Criminal lawyers and lawyer criminals

Criminal lawyers defend those charged with crimes, while lawyer criminals are people with law degrees who commit crimes.  People often confuse the two, understandably so.   After all, what kind of a man would use all his skills defending people who are guilty of the most disgusting, repulsive crimes imaginable?  I’ve never understood that myself.

Starting my law practice, I not only was a public defender in the federal court in Alaska, a little later I was also appointed to represent defendants in state court as well.  This was when the state Public Defender’s Office had a conflict of interest, and I made $35 an hour doing state work.  That was close to a fair rate of $50 an hour, and when I kept track of the time I spent on a case I was reasonably generous to myself.  As long as I wasn’t a pig about it no one really cared, so I liked getting these appointments.   Even a lawyer has to make a living to support his family, for Pete’s sake.

Some of these defendants were truly despicable, but I never had to take any of those cases to trial.  The evidence was so overwhelming that I always convinced them to plead guilty and throw themselves on the mercy of the court.

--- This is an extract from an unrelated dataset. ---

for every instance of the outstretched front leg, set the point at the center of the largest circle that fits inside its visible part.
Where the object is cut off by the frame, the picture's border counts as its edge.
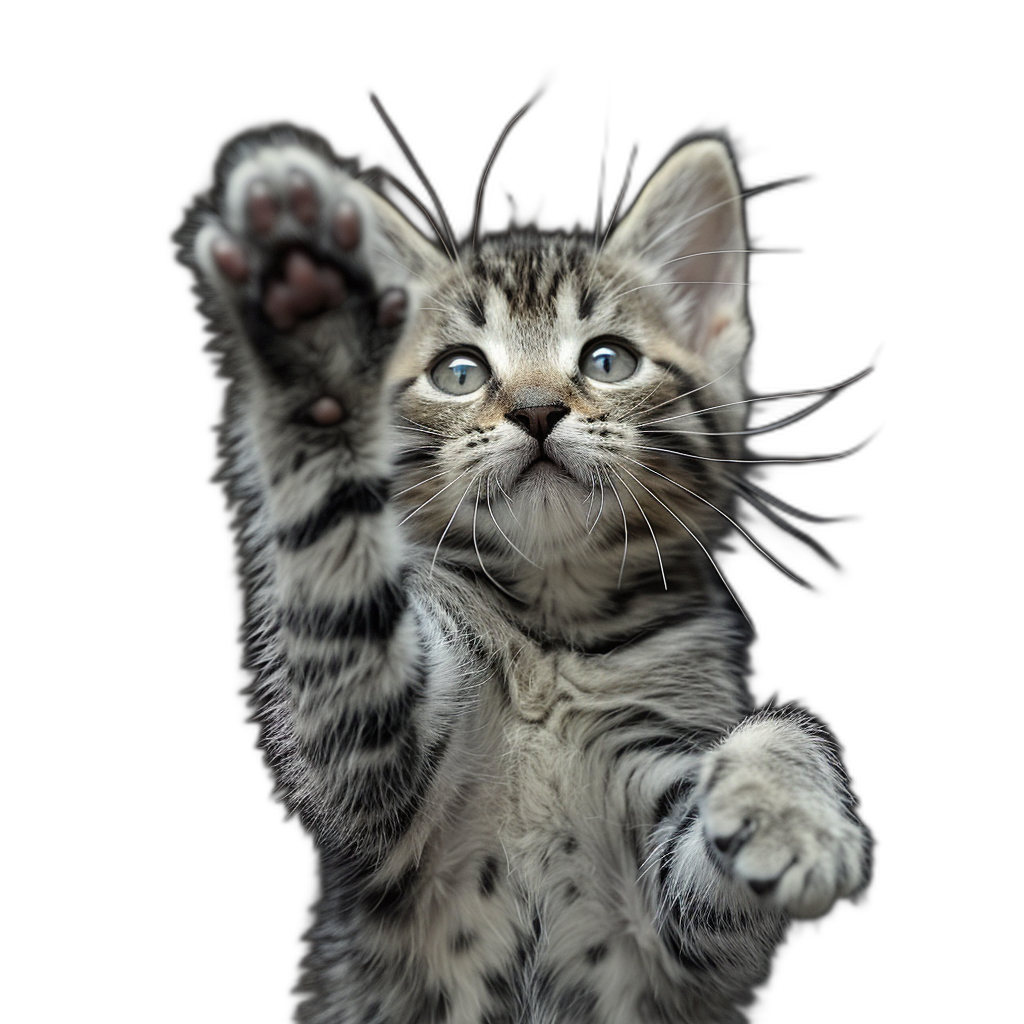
(309, 272)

That meant I had to argue for leniency in the sentence, and even that was sometimes difficult to do.  One miserable little bastard was guilty of first degree arson, and, try as I might, I couldn’t think of one reason why the judge shouldn’t throw the book at him.  The judge asked me if there was any reason whatsoever for a reduced sentence, and all I could say was , “Well, your honor, he is young.”

The most appalling criminal I was appointed to defend was a young Alaska Native from Valdez charged with kidnapping.  The young gal who worked alone at night at the Valdez Police station, dispatching officers in the field, was forced at knife point by this kid into his car.  He drove off with her, and, fearing for her life, she jumped out of the speeding vehicle, tearing off both of her knee caps.

The first time I appeared in court to represent this kid the family of the victim was there, and to this day I can remember the look of contempt in their eyes as they looked at me.  I didn’t blame them one bit.

I’d read somewhere that if a criminal defendant wrote out their life story, there might be something in there which could be used at sentencing.

So this kid went to work, and wrote out an account of his life.  I could barely read it, it was so disgusting.  This kid had the most evil, twisted mind I’d ever seen.

The judge gave him 30 years, a very heavy sentence.  As his lawyer, I could have appealed this as excessive, and I may have had a legal duty to do so.

But I couldn’t do it.  The way that girl’s family looked at me made me too ashamed.